The way I have proceeded to do this is setup the problem as a traditional least-squares problem $$ Ax=b, $$ where $b$ is now all the data I have for the $3$ elements of $u$, and $A$ has all the data for $v$, and $K$ has been expanded into a vector $x$, where $x = (K_{11}, K_{12}, K_{13}, K_{21},\ldots, K_{33})$.

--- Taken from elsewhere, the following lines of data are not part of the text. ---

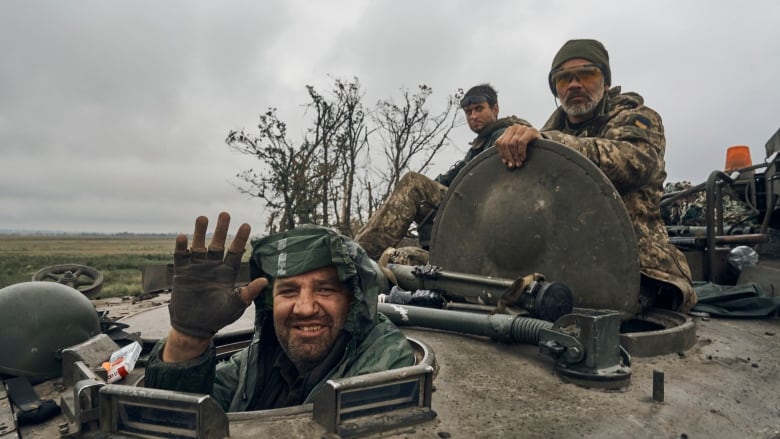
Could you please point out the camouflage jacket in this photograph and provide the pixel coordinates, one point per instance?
(484, 140)
(250, 378)
(626, 141)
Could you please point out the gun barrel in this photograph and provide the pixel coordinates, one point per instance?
(487, 289)
(501, 327)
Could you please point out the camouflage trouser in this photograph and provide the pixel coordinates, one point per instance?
(409, 202)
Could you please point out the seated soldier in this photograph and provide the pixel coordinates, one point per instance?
(315, 294)
(416, 195)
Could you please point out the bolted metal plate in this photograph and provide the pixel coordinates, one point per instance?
(558, 215)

Due to some physical reasons I want to add an extra constrain. The constrain is that if I break the matrix K into a symmetric and antisymmetric part, $$ K=S+A, $$ then the eigenvalues of $S$ should be positive, or at least $2$ of them be positive. In particular, $S$ will have $3$ eigenvalues, $(\lambda_1,\lambda_2,\lambda_3)$. In my problem $\lambda_1,\lambda_2\gg\lambda_3$, and I would like $\lambda_1,\lambda_2>0$.
The physical reason is that $\lambda_1,\lambda_2$ are representative of diffusivities, and negative diffusivities are usually unjustifiable on physical grounds.
In my current solution, where I apply no constrains, the eigenvalues end up being positive almost everywhere (>80% times). I think the places where the values are turning out to be negative are regions where the data in $u$ and $v$ (or $A$ and $b$) is not sufficiently linearly independent (any help on a good metric to check this would also be appreciated).